«Ti scrivo in tutta fretta per dirti che il prode Garibaldi è giunto ora in porto con novanta uomini della sua invitta Legione. Garibaldi scenderà a terra incognitamente. In questo punto (ore 1 pom.) sono discesi sul ponte reale i legionari e defilano a suon di tromba, preceduti dalla bandiera italiana, collo scudo di Savoia, e dalla loro propria. Sono tutti giovani alti, robusti e pieni di vita; la maggior parte sono nostri, come Italiani. Strepitosi applausi vengono innalzati sul loro passaggio, dal popolo che si accalca lungo le vie. Essi verranno ospitati nei quartieri militari di San Leonardo.»
E un’altra notizia del 30 giugno aggiunge questi particolari:
«Il prode Garibaldi scese a terra ieri verso le due del pomeriggio, e recossi difilato ad abbracciare il povero Anzani infermo. Si portò poscia a far visita al Governatore ed ai sindaci, dai quali fu accolto con tutti quei riguardi che meritano le eminenti sue virtù militari. Il Garibaldi era in abito borghese; ed il popolo schieratosi sul suo passaggio lo accolse con un sonoro batter di palme e di viva strepitosi. Egli ha con sè centosessanta legionari, metà dei quali appartengono alla famosa Legione italiana di Montevideo; gli altri sono nuovi arruolatisi recentemente. Molti ufficiali incanutiti negli stenti della guerra, infiammati dal santo amor di patria, hanno rinunciato al loro grado ed ai loro onorarii per correre in Italia e militarvi nella guerra santa da semplici soldati.»

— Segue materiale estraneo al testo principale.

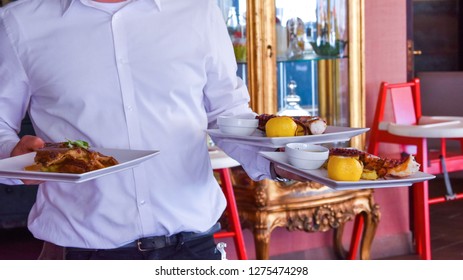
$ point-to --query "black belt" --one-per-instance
(158, 242)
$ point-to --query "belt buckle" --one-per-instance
(156, 242)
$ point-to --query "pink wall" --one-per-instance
(385, 44)
(386, 58)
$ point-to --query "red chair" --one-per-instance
(407, 131)
(221, 164)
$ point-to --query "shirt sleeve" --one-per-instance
(14, 91)
(226, 94)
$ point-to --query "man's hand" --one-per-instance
(27, 144)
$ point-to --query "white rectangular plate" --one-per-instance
(321, 176)
(332, 134)
(14, 167)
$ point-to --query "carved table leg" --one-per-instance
(262, 241)
(370, 223)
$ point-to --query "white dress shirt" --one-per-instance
(153, 75)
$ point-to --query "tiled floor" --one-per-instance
(446, 233)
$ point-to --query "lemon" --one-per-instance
(281, 127)
(344, 168)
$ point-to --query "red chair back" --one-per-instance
(406, 108)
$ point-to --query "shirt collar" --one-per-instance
(65, 4)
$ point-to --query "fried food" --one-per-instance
(375, 167)
(61, 158)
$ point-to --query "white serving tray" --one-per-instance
(321, 176)
(13, 167)
(331, 135)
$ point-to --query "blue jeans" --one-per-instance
(198, 249)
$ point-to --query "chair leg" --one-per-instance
(421, 221)
(233, 216)
(421, 207)
(356, 237)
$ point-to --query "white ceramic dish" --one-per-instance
(307, 151)
(14, 167)
(321, 175)
(332, 134)
(306, 156)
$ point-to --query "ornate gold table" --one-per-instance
(311, 207)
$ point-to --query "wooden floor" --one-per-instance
(446, 233)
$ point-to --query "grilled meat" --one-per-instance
(57, 157)
(381, 166)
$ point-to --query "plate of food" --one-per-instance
(277, 131)
(384, 173)
(65, 162)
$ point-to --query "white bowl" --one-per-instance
(306, 164)
(237, 130)
(306, 156)
(247, 120)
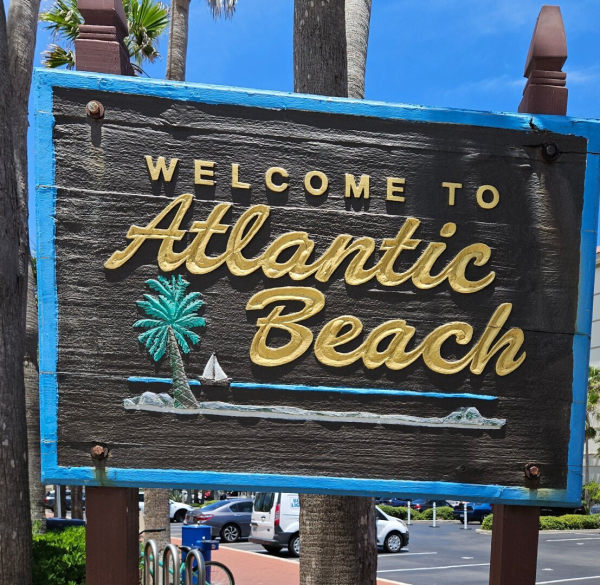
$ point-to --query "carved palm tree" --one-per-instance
(172, 316)
(146, 19)
(178, 37)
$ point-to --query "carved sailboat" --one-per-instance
(213, 374)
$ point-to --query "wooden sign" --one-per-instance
(255, 290)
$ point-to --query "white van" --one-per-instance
(275, 524)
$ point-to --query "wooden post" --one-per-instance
(112, 539)
(100, 45)
(545, 91)
(515, 531)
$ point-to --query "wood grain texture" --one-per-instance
(104, 188)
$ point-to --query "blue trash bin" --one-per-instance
(196, 536)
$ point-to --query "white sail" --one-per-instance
(213, 373)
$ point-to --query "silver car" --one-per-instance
(229, 519)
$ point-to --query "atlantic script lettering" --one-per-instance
(290, 254)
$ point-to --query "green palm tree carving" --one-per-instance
(172, 316)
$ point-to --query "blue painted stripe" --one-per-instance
(581, 340)
(46, 274)
(314, 485)
(342, 390)
(293, 101)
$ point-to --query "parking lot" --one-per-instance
(448, 555)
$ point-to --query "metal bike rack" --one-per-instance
(171, 556)
(189, 563)
(151, 563)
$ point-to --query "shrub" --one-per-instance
(59, 557)
(566, 522)
(442, 513)
(401, 513)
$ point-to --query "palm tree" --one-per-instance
(593, 405)
(358, 17)
(323, 65)
(172, 317)
(178, 37)
(146, 19)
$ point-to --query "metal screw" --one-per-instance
(532, 471)
(94, 109)
(550, 151)
(99, 452)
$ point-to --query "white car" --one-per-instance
(275, 524)
(177, 510)
(392, 533)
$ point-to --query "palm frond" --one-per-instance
(63, 20)
(224, 8)
(56, 56)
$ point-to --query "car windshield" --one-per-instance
(214, 506)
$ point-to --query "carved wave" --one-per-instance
(462, 418)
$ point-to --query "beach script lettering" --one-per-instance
(289, 255)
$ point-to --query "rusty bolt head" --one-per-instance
(550, 151)
(94, 109)
(532, 471)
(99, 452)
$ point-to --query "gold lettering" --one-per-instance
(161, 168)
(244, 230)
(324, 183)
(203, 169)
(197, 260)
(452, 187)
(495, 197)
(235, 178)
(300, 337)
(269, 179)
(362, 190)
(152, 232)
(329, 338)
(395, 185)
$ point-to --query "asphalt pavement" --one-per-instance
(448, 555)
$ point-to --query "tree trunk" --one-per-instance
(15, 521)
(338, 543)
(156, 515)
(21, 30)
(178, 37)
(181, 388)
(358, 17)
(320, 63)
(77, 502)
(37, 490)
(337, 540)
(587, 461)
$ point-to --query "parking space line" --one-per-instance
(567, 580)
(434, 568)
(565, 539)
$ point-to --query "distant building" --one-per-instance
(595, 361)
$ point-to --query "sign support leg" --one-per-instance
(112, 539)
(515, 534)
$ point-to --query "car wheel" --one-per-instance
(392, 542)
(294, 546)
(179, 516)
(230, 533)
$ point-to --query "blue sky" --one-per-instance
(455, 53)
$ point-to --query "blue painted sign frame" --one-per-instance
(45, 81)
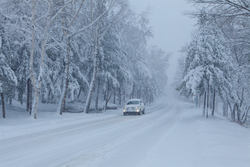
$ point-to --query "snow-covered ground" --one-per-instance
(171, 133)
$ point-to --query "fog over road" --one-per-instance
(171, 133)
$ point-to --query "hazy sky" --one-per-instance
(172, 29)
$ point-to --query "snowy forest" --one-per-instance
(216, 63)
(92, 51)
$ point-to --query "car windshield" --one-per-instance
(132, 102)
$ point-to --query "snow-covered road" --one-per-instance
(169, 134)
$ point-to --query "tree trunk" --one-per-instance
(114, 95)
(233, 113)
(97, 94)
(213, 103)
(120, 96)
(225, 108)
(204, 108)
(3, 104)
(91, 87)
(66, 79)
(28, 97)
(207, 100)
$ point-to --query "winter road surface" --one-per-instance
(169, 134)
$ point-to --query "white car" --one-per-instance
(134, 106)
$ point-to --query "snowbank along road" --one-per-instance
(171, 133)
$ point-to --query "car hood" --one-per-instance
(132, 105)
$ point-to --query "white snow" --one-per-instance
(171, 133)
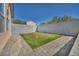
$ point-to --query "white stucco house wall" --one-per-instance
(31, 23)
(6, 13)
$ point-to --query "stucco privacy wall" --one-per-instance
(1, 23)
(66, 28)
(18, 28)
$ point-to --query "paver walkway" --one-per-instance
(17, 46)
(75, 48)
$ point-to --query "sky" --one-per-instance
(40, 12)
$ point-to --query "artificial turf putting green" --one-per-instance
(37, 39)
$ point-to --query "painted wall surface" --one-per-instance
(17, 28)
(66, 28)
(1, 23)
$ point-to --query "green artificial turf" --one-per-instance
(37, 39)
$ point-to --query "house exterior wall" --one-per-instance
(31, 23)
(5, 25)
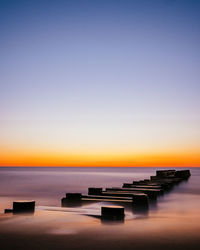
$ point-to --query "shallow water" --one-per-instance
(171, 222)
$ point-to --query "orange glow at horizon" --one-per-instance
(99, 159)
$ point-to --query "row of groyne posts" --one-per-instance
(137, 194)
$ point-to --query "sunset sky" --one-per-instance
(99, 83)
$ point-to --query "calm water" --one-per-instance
(48, 185)
(171, 223)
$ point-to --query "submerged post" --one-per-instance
(112, 213)
(23, 206)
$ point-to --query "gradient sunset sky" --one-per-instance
(99, 83)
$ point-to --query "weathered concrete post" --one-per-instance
(23, 206)
(94, 191)
(112, 212)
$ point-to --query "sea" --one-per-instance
(47, 185)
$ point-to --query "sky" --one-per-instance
(100, 83)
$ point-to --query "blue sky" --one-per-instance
(100, 76)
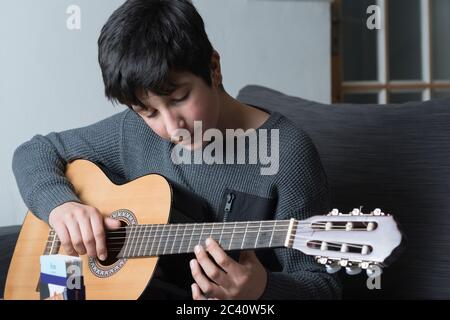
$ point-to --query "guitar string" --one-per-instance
(176, 233)
(227, 237)
(232, 225)
(332, 245)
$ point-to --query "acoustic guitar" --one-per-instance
(162, 221)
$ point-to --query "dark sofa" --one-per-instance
(395, 157)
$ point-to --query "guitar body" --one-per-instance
(149, 199)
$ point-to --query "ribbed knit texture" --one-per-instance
(127, 148)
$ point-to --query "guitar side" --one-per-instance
(148, 198)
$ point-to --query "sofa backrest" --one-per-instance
(393, 157)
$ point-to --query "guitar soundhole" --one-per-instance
(115, 240)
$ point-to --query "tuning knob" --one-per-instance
(333, 267)
(374, 271)
(351, 271)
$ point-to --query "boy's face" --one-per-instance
(191, 101)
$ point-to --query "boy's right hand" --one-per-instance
(81, 229)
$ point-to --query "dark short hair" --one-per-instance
(144, 41)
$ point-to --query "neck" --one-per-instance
(237, 115)
(166, 239)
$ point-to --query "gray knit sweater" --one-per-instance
(127, 148)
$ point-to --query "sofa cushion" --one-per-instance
(393, 157)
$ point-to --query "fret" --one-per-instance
(182, 240)
(232, 234)
(141, 239)
(163, 228)
(221, 233)
(175, 240)
(245, 233)
(212, 231)
(188, 249)
(149, 238)
(137, 231)
(153, 238)
(167, 238)
(250, 234)
(201, 234)
(257, 236)
(273, 231)
(130, 241)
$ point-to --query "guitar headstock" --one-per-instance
(355, 240)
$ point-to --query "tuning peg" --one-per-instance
(374, 271)
(334, 212)
(353, 270)
(378, 212)
(333, 267)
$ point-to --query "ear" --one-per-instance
(216, 74)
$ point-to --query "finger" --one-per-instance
(210, 268)
(64, 237)
(197, 293)
(99, 234)
(75, 237)
(88, 236)
(248, 257)
(206, 286)
(112, 224)
(221, 257)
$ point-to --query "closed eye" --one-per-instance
(181, 99)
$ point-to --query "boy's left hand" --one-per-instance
(243, 280)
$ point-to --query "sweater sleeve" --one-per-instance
(39, 164)
(302, 192)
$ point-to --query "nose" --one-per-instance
(173, 124)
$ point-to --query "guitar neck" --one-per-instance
(166, 239)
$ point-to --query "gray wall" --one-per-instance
(51, 81)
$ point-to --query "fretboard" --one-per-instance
(166, 239)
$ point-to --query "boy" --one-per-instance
(156, 59)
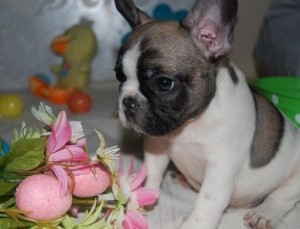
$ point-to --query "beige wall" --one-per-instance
(251, 14)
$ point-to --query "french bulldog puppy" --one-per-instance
(179, 89)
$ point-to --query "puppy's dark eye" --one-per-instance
(164, 84)
(121, 77)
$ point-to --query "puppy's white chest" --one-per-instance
(189, 161)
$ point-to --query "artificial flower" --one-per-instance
(107, 156)
(131, 198)
(64, 157)
(43, 114)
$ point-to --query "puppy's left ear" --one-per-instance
(211, 24)
(133, 15)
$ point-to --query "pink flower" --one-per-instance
(137, 196)
(64, 157)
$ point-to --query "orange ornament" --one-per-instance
(59, 95)
(38, 87)
(80, 102)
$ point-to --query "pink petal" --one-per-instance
(78, 154)
(131, 167)
(80, 169)
(81, 142)
(62, 130)
(145, 196)
(62, 177)
(135, 220)
(51, 143)
(121, 169)
(63, 155)
(140, 177)
(127, 224)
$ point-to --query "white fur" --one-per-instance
(131, 86)
(212, 151)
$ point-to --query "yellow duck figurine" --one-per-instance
(77, 46)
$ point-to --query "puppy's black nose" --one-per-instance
(130, 105)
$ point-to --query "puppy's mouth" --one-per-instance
(138, 115)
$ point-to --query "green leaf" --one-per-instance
(10, 223)
(69, 222)
(93, 215)
(6, 202)
(6, 187)
(25, 155)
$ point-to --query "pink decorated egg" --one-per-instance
(40, 194)
(93, 183)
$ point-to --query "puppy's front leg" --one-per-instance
(213, 198)
(156, 160)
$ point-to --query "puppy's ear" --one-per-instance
(133, 15)
(211, 24)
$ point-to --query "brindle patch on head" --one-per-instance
(167, 50)
(268, 132)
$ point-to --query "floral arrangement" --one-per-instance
(47, 178)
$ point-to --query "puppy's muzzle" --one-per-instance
(130, 106)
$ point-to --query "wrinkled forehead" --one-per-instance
(157, 45)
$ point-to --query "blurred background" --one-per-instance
(27, 28)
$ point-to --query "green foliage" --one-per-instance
(25, 155)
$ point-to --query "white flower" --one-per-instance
(43, 114)
(109, 155)
(77, 131)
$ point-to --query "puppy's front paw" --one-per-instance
(255, 221)
(190, 223)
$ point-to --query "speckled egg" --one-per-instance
(93, 183)
(40, 194)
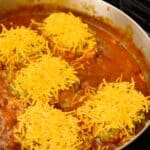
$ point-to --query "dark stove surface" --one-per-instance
(138, 10)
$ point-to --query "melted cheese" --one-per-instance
(41, 127)
(115, 106)
(20, 45)
(42, 80)
(68, 33)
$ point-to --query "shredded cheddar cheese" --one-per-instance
(115, 107)
(21, 44)
(68, 33)
(41, 80)
(42, 127)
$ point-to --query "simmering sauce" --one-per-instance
(112, 60)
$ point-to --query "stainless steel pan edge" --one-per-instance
(97, 8)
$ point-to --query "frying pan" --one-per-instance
(98, 8)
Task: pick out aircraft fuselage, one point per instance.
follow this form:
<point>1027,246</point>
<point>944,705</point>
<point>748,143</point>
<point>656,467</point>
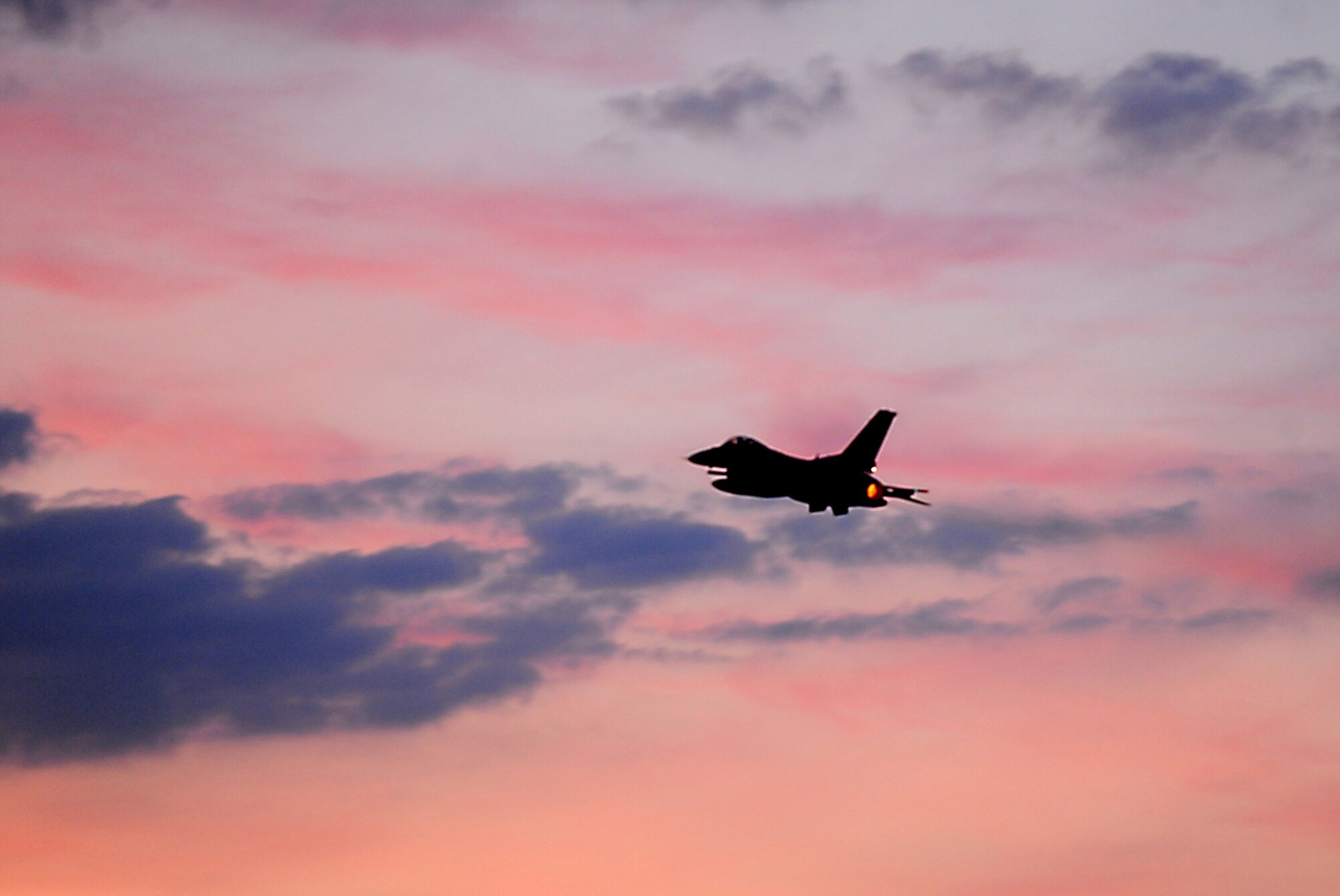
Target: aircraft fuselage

[102]. Il Vecchi (La Italia, Storia di due anni, vol. I, pag. 216) mette in bocca a Garibaldi queste parole:
«Sire, ho combattuto in terra straniera per la libertà d’un paese ospitale, e Dio benedisse alle armi nostre, illustrando il nome dei legionari italiani. Con pochi de’ miei giunsi anche in tempo per la impresa onorata. Ho qui dentro un cuore che ama l’Italia davvero, e richiede a mercede di poter operare cogli altri ciò che ridondi in di lei vantaggio e onore.»
Il Re rispondeva aprisse quel suo desiderio ai ministri, dolergli non poterlo fare di per sè stesso, e accomiatollo con gentili testimonianze d’affetto.
Non sappiamo dove le abbia tolte. Noi non le abbiamo vedute riferite in alcun altro luogo. Se i sentimenti sono probabili, lo stile non è certamente quello di Garibaldi.
Anche il Boggio fa addirittura una scena drammatica dell’incontro di Garibaldi con Carlo Alberto.
[103]. Garibaldi arringava il popolo dal balcone della Bella Venezia, e diceva nell’usato suo stile: «Cari Milanesi! Vi son grato delle vostre ovazioni, ma questo non è tempo da gridi e da ciarle; è tempo da fatti. Pur troppo lo sgherro nemico ha ripreso lena e coraggio. Noi dobbiamo sbarrargli la via al ritorno in queste belle contrade, ec.»
[104]. La Legione si radunò per partire alla caserma di San Francesco in piazza Sant’Ambrogio, che era il luogo delle sue consuete riunioni per gli esercizi. Questi, ed altri particolari che verrò in seguito indicando, li tolgo dal manoscritto di Antonio Picozzi, Episodio storico concernente i fatti militari di Garibaldi e di Medici nell’anno 1848.